Y en este puno no se puede alegar que la carga de la prueba correspondía a la demandante, conforme a lo dispuesto en el artículo 326 de la Ley de Enjuiciamiento Civil, no puede compartirse, ya que sería factible cuando la impugnación planteada descansase en denunciar una falsedad ideológica por la que se negara que el contenido del documento se corresponda con la realidad, pues en este caso, en la medida que con esa negativa se estaría cuestionando la prestación reclamada, sí que habría de ser acreditado por la demandante, ya que afectaría al hecho que sirve de sustento a la pretensión, pero aquí lo que se aduce es una falsedad material, o lo que es igual, no se discute el contenido del instrumento, sino la firma en él obrante y la demostración del carácter falsario de dicha rúbrica corresponde a quien lo afirma, es decir, al demandado, lo que no ha hecho.
A ello se une la también absoluta falta de prueba sobre el hecho de que la demandada se hubiera abastecido de paja, tan necesaria para la alimentación de sus animales, de otros suministradores, por lo que debemos entender que solo le suministró la entidad apelada, lo que hace mas factible la realidad de los suministros cuyo pago se reclama, cobrando con ello mas carga probatoria el modelo fiscal 347 del año 2012, cuya impugnación realizada por la apelante carece de virtualidad alguna, al querer basar en supuestas obligaciones fiscales y error de impresión, algo que se nos antoja claramente acreditado, como es le suminsitro de toda la paja cuyo pago se reclama.
Por ello, el recurso debe ser rechazado.
CUARTO-. La confirmación de la sentencia recurrida hace que por aplicación de los artículos 394 y 398 de la Ley de Enjuiciamiento Civil las costas de esta segunda instancia se impongan a la parte recurrente.
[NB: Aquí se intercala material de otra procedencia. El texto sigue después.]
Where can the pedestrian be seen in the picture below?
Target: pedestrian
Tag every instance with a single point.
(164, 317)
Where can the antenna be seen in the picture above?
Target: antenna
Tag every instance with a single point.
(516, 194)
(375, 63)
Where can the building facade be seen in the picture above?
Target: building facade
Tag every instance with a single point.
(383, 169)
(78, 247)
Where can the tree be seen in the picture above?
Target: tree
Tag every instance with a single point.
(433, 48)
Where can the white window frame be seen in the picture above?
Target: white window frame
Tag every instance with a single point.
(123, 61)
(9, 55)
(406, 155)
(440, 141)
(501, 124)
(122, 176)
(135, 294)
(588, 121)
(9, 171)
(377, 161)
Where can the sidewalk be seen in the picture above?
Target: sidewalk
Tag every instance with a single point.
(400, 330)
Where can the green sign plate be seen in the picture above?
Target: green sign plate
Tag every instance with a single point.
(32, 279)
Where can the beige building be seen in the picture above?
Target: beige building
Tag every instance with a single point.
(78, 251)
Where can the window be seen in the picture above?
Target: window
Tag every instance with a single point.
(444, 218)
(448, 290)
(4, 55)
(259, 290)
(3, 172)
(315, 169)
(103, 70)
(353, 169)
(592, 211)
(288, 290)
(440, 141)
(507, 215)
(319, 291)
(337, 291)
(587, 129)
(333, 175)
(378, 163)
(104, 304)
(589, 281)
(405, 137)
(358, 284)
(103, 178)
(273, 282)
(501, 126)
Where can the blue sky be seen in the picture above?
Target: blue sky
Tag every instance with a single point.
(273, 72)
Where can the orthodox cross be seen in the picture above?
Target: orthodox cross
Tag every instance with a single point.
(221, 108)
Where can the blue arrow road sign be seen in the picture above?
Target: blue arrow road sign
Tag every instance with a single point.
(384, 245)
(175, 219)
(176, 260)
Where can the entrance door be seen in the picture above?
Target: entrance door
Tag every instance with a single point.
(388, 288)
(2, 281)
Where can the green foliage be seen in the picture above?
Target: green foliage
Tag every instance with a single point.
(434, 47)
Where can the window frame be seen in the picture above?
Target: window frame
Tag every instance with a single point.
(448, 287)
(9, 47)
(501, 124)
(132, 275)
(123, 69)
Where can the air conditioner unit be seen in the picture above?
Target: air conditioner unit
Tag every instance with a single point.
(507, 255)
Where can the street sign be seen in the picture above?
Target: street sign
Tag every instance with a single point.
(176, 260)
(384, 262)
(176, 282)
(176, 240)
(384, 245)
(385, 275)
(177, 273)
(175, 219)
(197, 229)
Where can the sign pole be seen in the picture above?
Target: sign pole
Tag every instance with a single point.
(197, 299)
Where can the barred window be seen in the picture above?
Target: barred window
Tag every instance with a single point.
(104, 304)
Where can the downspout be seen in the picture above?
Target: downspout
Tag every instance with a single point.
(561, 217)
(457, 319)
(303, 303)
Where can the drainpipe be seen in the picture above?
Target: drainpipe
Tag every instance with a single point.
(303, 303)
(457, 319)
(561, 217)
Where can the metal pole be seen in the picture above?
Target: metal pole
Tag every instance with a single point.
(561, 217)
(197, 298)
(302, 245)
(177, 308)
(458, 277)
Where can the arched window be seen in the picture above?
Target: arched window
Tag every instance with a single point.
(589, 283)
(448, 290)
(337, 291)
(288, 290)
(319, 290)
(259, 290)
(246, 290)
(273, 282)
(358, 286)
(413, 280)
Vistos los preceptos legales citados y los demás de general aplicación.
Fallo
DESESTIMAMOS el recurso de apelación formulado por el Procurador D. Alberto Rico Aguilera en nombre y representación de MORENO FERNÁNDEZ, S. C. A. , y CONFIRMAMOS ÍNTEGRAMENTE la sentencia recurrida, de 20 de Septiembre de 2018, dictada en el juicio Ordinario 1797/15 del Juzgado de Primera Instancia nº 5 de Jerez, condenado a la apelante al pago de las costas causadas en esta alzada.Notifíquese esta resolución conforme a lo establecido en los artículos 248.4 de la Ley Orgánica del Poder Judicial y 208.4 y 212.1 de la Ley de Enjuiciamiento Civil , y, en su momento, devuélvanse las actuaciones al Juzgado de procedencia, interesando acuse de recibo, acompañado de certificación literal de la presente a los oportunos efectos, uniéndose otra al Rollo de apelación. Contra ella cabe interponer recursos de casación y extraordinario por infracción procesal ante la Sala Primera del Tribunal Supremo con arreglo a lo dispuesto respectivamente en los arts. 477.2.3 º y 469 y Disposición Final decimosexta de la Ley de Enjuiciamiento Civil , que podrán formalizarse por escrito ante esta Sección de la Audiencia en el plazo de veinte días a contar desde su notificación.
Así por esta sentencia, juzgando en segunda instancia, lo pronunciamos, mandamos y firmamos.
PUBLICACION .- Leída y publicada fue la anterior sentencia por el Magistrado que la dictó en el día de su fecha. Doy fe.